World Duty Free stelt dat maatregelen waar elke belastingplichtige aanspraak op kan maken niet selectief zijn. De Spaanse regeling is toegepast in zeer uiteenlopende sectoren en staat dus ook open voor alle ondernemingen. Er is geen sprake van een specifieke economische sector.
Het HvJ EU oordeelt dat voor de selectiviteitstoets gekeken moet worden of er een onderscheid wordt gemaakt tussen ondernemingen die zich, gelet op de doelstelling van de regeling, in een feitelijk en juridisch vergelijkbare situatie bevinden. Er moet daarom eerst worden gekeken naar wat het normale belastingstelsel is. Vervolgens moet beoordeeld worden of de Spaanse regeling hier een discriminerende afwijking van vormt. Een afwijking van dat referentiestelsel is voldoende om tot selectiviteit te komen.

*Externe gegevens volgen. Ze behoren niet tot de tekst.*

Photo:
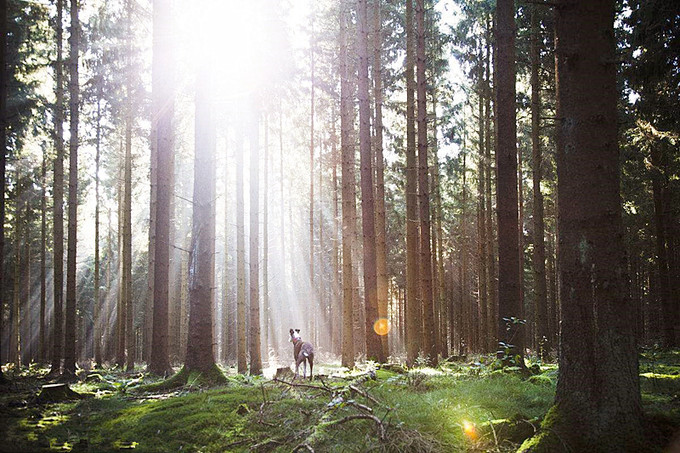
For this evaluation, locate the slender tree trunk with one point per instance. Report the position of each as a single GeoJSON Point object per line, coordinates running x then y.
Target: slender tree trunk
{"type": "Point", "coordinates": [200, 350]}
{"type": "Point", "coordinates": [240, 257]}
{"type": "Point", "coordinates": [163, 150]}
{"type": "Point", "coordinates": [540, 288]}
{"type": "Point", "coordinates": [42, 356]}
{"type": "Point", "coordinates": [597, 401]}
{"type": "Point", "coordinates": [126, 286]}
{"type": "Point", "coordinates": [509, 307]}
{"type": "Point", "coordinates": [413, 306]}
{"type": "Point", "coordinates": [380, 232]}
{"type": "Point", "coordinates": [373, 344]}
{"type": "Point", "coordinates": [97, 336]}
{"type": "Point", "coordinates": [254, 345]}
{"type": "Point", "coordinates": [348, 196]}
{"type": "Point", "coordinates": [71, 270]}
{"type": "Point", "coordinates": [58, 201]}
{"type": "Point", "coordinates": [266, 316]}
{"type": "Point", "coordinates": [477, 342]}
{"type": "Point", "coordinates": [429, 346]}
{"type": "Point", "coordinates": [490, 253]}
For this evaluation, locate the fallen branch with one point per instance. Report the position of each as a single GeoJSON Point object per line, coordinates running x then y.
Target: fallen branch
{"type": "Point", "coordinates": [363, 393]}
{"type": "Point", "coordinates": [308, 386]}
{"type": "Point", "coordinates": [349, 418]}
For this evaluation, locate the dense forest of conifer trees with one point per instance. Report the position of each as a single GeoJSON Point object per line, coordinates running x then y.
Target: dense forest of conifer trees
{"type": "Point", "coordinates": [405, 181]}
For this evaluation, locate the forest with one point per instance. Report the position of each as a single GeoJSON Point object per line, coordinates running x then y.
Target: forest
{"type": "Point", "coordinates": [340, 225]}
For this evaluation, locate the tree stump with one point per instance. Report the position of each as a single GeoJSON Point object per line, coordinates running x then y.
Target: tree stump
{"type": "Point", "coordinates": [55, 393]}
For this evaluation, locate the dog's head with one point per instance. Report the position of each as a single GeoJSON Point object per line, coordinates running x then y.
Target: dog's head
{"type": "Point", "coordinates": [294, 335]}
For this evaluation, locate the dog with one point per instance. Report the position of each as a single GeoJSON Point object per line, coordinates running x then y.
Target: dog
{"type": "Point", "coordinates": [303, 353]}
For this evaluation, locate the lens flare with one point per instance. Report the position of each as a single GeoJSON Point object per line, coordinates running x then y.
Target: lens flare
{"type": "Point", "coordinates": [381, 326]}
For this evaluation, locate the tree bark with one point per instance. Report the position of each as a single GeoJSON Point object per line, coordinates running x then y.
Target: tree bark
{"type": "Point", "coordinates": [509, 307]}
{"type": "Point", "coordinates": [348, 196]}
{"type": "Point", "coordinates": [429, 335]}
{"type": "Point", "coordinates": [597, 401]}
{"type": "Point", "coordinates": [58, 201]}
{"type": "Point", "coordinates": [240, 257]}
{"type": "Point", "coordinates": [373, 344]}
{"type": "Point", "coordinates": [540, 286]}
{"type": "Point", "coordinates": [163, 146]}
{"type": "Point", "coordinates": [380, 229]}
{"type": "Point", "coordinates": [71, 270]}
{"type": "Point", "coordinates": [200, 353]}
{"type": "Point", "coordinates": [413, 306]}
{"type": "Point", "coordinates": [254, 237]}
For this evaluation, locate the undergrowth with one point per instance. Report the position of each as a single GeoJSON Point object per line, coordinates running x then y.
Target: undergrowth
{"type": "Point", "coordinates": [470, 406]}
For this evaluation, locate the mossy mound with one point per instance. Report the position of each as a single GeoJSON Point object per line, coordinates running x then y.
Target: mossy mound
{"type": "Point", "coordinates": [212, 377]}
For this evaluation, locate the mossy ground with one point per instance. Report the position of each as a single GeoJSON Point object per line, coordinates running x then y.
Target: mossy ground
{"type": "Point", "coordinates": [456, 407]}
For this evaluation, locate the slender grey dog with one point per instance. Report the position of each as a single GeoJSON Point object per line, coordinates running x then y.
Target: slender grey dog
{"type": "Point", "coordinates": [303, 352]}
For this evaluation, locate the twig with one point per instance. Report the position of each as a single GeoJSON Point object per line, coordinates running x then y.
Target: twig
{"type": "Point", "coordinates": [359, 406]}
{"type": "Point", "coordinates": [308, 386]}
{"type": "Point", "coordinates": [349, 418]}
{"type": "Point", "coordinates": [363, 393]}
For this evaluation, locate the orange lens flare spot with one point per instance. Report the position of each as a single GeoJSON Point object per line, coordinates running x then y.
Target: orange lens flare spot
{"type": "Point", "coordinates": [381, 326]}
{"type": "Point", "coordinates": [470, 430]}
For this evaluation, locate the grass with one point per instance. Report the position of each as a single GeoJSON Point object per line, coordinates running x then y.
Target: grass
{"type": "Point", "coordinates": [456, 407]}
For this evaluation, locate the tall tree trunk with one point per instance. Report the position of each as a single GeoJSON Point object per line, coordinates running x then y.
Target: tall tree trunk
{"type": "Point", "coordinates": [266, 315]}
{"type": "Point", "coordinates": [126, 286]}
{"type": "Point", "coordinates": [491, 286]}
{"type": "Point", "coordinates": [478, 342]}
{"type": "Point", "coordinates": [58, 201]}
{"type": "Point", "coordinates": [336, 311]}
{"type": "Point", "coordinates": [348, 196]}
{"type": "Point", "coordinates": [97, 336]}
{"type": "Point", "coordinates": [200, 353]}
{"type": "Point", "coordinates": [163, 150]}
{"type": "Point", "coordinates": [311, 311]}
{"type": "Point", "coordinates": [373, 344]}
{"type": "Point", "coordinates": [240, 257]}
{"type": "Point", "coordinates": [42, 356]}
{"type": "Point", "coordinates": [429, 346]}
{"type": "Point", "coordinates": [71, 270]}
{"type": "Point", "coordinates": [380, 229]}
{"type": "Point", "coordinates": [597, 401]}
{"type": "Point", "coordinates": [413, 306]}
{"type": "Point", "coordinates": [540, 287]}
{"type": "Point", "coordinates": [509, 303]}
{"type": "Point", "coordinates": [254, 237]}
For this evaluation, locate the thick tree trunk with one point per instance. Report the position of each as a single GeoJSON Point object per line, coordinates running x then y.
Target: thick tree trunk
{"type": "Point", "coordinates": [71, 270]}
{"type": "Point", "coordinates": [200, 354]}
{"type": "Point", "coordinates": [413, 306]}
{"type": "Point", "coordinates": [597, 402]}
{"type": "Point", "coordinates": [509, 308]}
{"type": "Point", "coordinates": [58, 201]}
{"type": "Point", "coordinates": [373, 344]}
{"type": "Point", "coordinates": [429, 334]}
{"type": "Point", "coordinates": [163, 150]}
{"type": "Point", "coordinates": [240, 258]}
{"type": "Point", "coordinates": [254, 237]}
{"type": "Point", "coordinates": [540, 286]}
{"type": "Point", "coordinates": [348, 197]}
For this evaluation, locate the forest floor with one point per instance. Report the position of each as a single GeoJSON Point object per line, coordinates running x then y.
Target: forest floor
{"type": "Point", "coordinates": [459, 406]}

Het HvJ EU oordeelt dat de EC heeft aangedragen dat er een afwijking is van het referentiestelsel. Dat er niet een bepaalde sector ondernemingen kan worden aangewezen die van de regeling gebruik kan maken, doet niet af aan het feit dat er dan sprake zou zijn van selectiviteit. Er hoeft dus geen bijzondere groep ondernemingen aangewezen te worden. Er moet nog onderzocht worden of binnenlandse en buitenlandse verwervingen inderdaad vergelijkbaar zijn en zo ja, of er een rechtvaardigingsgrond bestaat voor deze selectiviteit. Daarvoor verwijst het HvJ EU de zaak naar het Gerecht.